Il principe aderì alla Massoneria nel 1744 e fino al 1751, anno in cui Benedetto XIV e Carlo III di Borbone tentarono di porre fine alla attività delle logge napoletane. Le prime logge napoletane si erano formate dopo l’introduzione dei principi massonici nel regno, al tempo del vicereame, dalla fine del ’600, da parte di elementi del ceto militare austriaco. Ma la fonte attendibile più datata è un manoscritto conservato nell’archivio della Società Napoletana di Storia Patria, redatto nella prima metà del ’700 in cui si parla di logge attive a Napoli fra il 1749 e il ’51.
In un analogo manoscritto il Principe di Belmonte si riferisce alle logge napoletane: «I Liberi Muratori sin dal tempo di Carlo III si erano introdotti a Napoli, ma vi si mantenevano in maniera nascosta, e ristretti fra solo forestieri, che sotto un altro pretesto si radunavano. Da principio vi furono ammessi un piemontese, di mestiere acquavitaro, ed un francese, mercante di drappi. Costoro, conosciuti a fondo i principi della società, pensarono di erigere una loggia separata. Infatti l’anno 1745 eseguirono un tale immaginato disegno».
Il Principe di Belmonte era una figura di primo piano della massoneria siciliana alla fine del Settecento e numerosi suoi documenti sono conservati nella Biblioteca di Palermo. La matrice massonica militare era stata introdotta nel regno da Felice Gassola, massone piacentino affiliato ad una loggia in Inghilterra e giunto nella capitale del regno con l’esercito di Carlo di Borbone.
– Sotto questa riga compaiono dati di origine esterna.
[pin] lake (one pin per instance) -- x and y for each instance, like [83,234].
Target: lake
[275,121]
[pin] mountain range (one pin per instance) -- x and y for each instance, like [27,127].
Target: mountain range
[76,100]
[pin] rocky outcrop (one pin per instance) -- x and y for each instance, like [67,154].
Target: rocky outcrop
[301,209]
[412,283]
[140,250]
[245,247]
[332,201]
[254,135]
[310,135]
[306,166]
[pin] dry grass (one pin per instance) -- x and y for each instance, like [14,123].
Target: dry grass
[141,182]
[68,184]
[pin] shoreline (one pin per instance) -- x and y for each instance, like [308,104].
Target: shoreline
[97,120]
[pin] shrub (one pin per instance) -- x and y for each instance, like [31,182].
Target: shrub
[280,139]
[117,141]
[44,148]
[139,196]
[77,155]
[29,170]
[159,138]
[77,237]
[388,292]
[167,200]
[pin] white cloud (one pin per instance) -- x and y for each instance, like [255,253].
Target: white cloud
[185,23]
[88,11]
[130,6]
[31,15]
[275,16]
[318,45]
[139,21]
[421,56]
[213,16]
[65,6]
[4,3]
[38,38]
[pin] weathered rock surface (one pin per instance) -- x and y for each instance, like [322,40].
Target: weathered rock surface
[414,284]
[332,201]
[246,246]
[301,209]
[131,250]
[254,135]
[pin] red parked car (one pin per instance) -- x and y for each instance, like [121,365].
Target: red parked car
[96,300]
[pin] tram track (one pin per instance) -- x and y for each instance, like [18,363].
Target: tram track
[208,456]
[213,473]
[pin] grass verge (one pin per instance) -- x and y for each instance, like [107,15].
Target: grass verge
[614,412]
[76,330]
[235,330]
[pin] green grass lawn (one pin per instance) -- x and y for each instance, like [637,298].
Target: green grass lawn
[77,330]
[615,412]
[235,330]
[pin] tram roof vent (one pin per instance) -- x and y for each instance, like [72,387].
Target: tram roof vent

Questi entrò presto in contatto con il Principe di Sangro; si trovano tracce di questo rapporto nelle pagine scritte da Pietro Napoli Signorelli, allievo di G. B. Vico, che ha lasciato opere ricchissime di notizie sulla cultura napoletana dell’epoca.
Egli ricorda: «….una carta per cartocci d’artiglieria che si converte subito in carbole senza rimanervi favilla veruna accesa…. era questa invenzione inglese che si servava a Londra gelosamente. Re Carlo, nel 1745, ne ordinò che se ne facesse copiosa provvisione per servirsene di campagna. Il Principe Sansevero, ad insinuazione del piacentino Gazzola, general comandante l’artiglieria, vi riflette, stima di essersi apposto nel trovare la mistura opportuna e dopo giorni uno presenta al Re sei fogli di una carta da lui fatta che alle pruova riuscirono al meglio della carta inglese».
Nel 1744 Raimondo aveva avuto modo di conoscere il Gazzola durante la campagna contro gli austriaci che tentavano la riconquista di Napoli. Nella battaglia di Velletri Raimondo poté dare prova del proprio valore e della fedeltà alla casa di Borbone che regnava su Napoli dal 1734. Il filone massonico di origine «militare» e quello di origine «borghese» furono fusi in uno proprio da Raimondo di Sangro, mercé la collaborazione del Gazzola che, attraverso i suoi contatti inglesi, lo propose e ne ottenne l’elevazione al grado di «Gran Maestro delle Logge Napolitane». Ma un altro personaggio aveva lavorato per la riunificazione delle logge: Francesco Zelaja, alfiere militare che aveva capito che per salvare le logge bisognava metterle sotto la protezione di un personaggio intoccabile come il Principe di Sansevero.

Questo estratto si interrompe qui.